Avant d’aller plus loin, un petit rappel des règles régissant un arrêt maladie s’impose. En premier lieu, très simplement, est-il possible de faire travailler un salarié durant un arrêt de travail ? «Le contrat est suspendu pendant un arrêt maladie. Par conséquent, il n’y a plus aucun travail fourni de la part du salarié arrêté, explique Anne Leleu-Eté, avocate spécialisée en droit du travail. Il n’y a aucune exception», poursuit-elle.
Mais, quand est-il considéré qu’un salarié travaille durant son arrêt maladie ? «Techniquement, à partir du moment où vous êtes à la disposition de votre employeur, c’est du travail, indique l’experte. Par exemple, un appel en visio pour préparer le retour du salarié en arrêt peut être considéré comme fautif même si cela reste relativement rare, abonde Anne Leleu-Eté. Mais si c’est un simple coup de fil ou l’envoi d’un numéro, dans le cadre de la transmission d’information nécessaire à l’activité de l’entreprise en son absence, comme l’écrit la Cour de cassation, alors ce n’est pas considéré comme du travail», relativise-t-elle.
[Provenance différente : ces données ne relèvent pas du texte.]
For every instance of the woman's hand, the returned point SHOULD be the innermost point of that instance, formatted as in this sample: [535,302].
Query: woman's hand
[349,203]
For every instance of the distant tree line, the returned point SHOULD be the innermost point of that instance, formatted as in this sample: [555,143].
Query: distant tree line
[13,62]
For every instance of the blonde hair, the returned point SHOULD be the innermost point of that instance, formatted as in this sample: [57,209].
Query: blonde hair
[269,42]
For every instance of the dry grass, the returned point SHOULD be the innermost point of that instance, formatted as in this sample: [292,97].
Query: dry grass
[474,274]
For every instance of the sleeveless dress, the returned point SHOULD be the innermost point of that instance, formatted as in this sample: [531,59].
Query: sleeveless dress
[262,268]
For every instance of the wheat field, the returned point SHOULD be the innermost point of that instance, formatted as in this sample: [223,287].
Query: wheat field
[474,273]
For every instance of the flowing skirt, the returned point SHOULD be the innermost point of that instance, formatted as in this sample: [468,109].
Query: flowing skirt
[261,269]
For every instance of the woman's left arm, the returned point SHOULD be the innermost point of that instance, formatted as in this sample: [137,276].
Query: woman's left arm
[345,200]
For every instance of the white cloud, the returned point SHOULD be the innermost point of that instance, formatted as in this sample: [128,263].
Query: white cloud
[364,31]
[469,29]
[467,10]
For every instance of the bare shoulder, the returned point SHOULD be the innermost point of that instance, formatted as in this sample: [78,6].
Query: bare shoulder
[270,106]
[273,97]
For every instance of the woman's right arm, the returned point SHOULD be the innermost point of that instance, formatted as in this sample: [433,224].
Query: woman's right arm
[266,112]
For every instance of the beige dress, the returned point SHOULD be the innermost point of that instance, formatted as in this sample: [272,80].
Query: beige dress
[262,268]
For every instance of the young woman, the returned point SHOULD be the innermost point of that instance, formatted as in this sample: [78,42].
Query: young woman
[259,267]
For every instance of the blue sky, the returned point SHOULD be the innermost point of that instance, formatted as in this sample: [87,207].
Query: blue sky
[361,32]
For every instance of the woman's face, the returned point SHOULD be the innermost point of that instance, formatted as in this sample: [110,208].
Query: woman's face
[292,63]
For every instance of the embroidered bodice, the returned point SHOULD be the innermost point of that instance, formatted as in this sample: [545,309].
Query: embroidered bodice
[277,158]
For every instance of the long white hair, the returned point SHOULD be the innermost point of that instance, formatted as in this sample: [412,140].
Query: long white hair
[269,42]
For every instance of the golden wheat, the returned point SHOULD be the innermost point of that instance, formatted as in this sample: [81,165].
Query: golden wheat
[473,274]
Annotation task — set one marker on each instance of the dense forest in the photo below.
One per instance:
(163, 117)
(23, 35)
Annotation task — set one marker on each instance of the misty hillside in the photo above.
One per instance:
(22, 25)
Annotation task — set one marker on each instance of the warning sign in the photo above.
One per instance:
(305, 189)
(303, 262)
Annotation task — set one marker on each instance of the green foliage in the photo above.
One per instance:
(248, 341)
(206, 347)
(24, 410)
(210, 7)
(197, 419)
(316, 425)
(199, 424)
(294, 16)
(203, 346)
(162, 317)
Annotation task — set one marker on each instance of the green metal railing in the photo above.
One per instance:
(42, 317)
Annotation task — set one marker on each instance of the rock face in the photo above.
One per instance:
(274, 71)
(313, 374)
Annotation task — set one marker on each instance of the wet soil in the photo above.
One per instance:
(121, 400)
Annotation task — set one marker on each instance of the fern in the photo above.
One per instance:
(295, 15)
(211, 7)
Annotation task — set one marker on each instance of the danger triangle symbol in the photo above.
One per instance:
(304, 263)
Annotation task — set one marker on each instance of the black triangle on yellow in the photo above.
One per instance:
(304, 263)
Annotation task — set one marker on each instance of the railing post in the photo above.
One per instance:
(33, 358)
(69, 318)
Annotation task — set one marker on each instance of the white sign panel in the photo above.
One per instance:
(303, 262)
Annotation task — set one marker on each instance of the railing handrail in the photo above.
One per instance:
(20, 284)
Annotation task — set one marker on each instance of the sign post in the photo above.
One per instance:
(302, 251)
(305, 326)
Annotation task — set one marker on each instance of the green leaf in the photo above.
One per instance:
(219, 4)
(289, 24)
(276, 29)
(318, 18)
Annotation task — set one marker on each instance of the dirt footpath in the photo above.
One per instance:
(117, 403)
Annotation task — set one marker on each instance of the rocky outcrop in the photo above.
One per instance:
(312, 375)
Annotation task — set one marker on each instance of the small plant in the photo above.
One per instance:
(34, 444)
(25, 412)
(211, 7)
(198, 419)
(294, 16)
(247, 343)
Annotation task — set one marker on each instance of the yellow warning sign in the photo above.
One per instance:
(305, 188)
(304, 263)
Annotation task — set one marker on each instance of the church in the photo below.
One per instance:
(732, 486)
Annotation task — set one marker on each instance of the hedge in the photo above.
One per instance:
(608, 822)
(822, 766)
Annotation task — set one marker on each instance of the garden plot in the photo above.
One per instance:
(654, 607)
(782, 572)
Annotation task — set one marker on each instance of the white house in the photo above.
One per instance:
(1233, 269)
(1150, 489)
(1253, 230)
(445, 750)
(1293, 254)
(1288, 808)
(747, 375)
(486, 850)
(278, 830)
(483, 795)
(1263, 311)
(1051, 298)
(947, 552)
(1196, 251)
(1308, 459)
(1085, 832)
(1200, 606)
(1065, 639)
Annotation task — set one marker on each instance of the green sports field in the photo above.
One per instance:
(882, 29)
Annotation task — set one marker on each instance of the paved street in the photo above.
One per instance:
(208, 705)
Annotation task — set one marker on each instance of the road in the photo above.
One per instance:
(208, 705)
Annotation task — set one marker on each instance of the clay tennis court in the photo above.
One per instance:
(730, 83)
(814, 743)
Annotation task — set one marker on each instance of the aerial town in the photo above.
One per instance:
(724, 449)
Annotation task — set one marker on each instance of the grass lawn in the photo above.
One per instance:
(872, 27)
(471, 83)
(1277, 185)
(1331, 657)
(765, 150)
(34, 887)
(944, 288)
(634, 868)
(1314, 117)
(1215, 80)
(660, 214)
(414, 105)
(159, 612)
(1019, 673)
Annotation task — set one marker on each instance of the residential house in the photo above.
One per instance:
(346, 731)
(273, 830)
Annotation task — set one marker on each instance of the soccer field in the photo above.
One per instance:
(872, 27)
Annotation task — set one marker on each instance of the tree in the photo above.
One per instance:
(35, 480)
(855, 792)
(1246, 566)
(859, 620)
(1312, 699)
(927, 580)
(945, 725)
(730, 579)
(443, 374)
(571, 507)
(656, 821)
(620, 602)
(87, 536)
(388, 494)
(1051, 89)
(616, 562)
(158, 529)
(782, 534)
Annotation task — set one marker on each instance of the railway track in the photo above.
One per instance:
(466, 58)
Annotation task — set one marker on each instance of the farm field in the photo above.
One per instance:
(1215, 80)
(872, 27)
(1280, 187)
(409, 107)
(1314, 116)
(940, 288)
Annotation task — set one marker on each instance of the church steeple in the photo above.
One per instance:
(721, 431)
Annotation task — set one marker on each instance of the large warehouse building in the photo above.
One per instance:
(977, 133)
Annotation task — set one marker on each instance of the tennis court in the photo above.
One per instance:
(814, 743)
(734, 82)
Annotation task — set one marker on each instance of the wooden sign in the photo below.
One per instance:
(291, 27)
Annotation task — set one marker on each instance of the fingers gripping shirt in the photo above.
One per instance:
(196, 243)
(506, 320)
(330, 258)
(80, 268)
Une réparation automatique en cas de travail pendant l’arrêt maladie
Ne pas travailler durant son arrêt de travail répond à l’obligation de sécurité qui incombe à l’employeur à l’égard de ses salariés. Ce manquement à cette obligation n’était néanmoins pas suffisant pour que le salarié obtienne réparation, une preuve d’un préjudice ou d’un dommage étant nécessaire… jusqu’à la décision rendue par la Cour de cassation. En l’espèce, le salarié avait été contacté par SMS et mails par ses supérieurs hiérarchiques et relancé en cas de non-réponse à leurs sollicitations, le tout hors du cadre de la simple transmission d’information nécessaire à l'activité de l’entreprise.
Suffisant pour la plus haute juridiction de l’ordre judiciaire : «Elle considère que le simple manquement de l’employeur à son obligation de sécurité ouvre droit à une réparation automatique, informe l’experte. Autrement dit, plus besoin pour le salarié victime d’apporter la preuve d’un préjudice pour obtenir des dommages et intérêts : le faire travailler alors qu’il est arrêté y ouvre droit. Pour quel montant ? «C’est une somme que fixe de manière souveraine le juge, explique Anne Leleu-Eté. Elle varie selon les faits. Ce n’est pas la même chose d’avoir fait travailler le salarié 15 jours d’affilée ou seulement un jour», conclut-elle.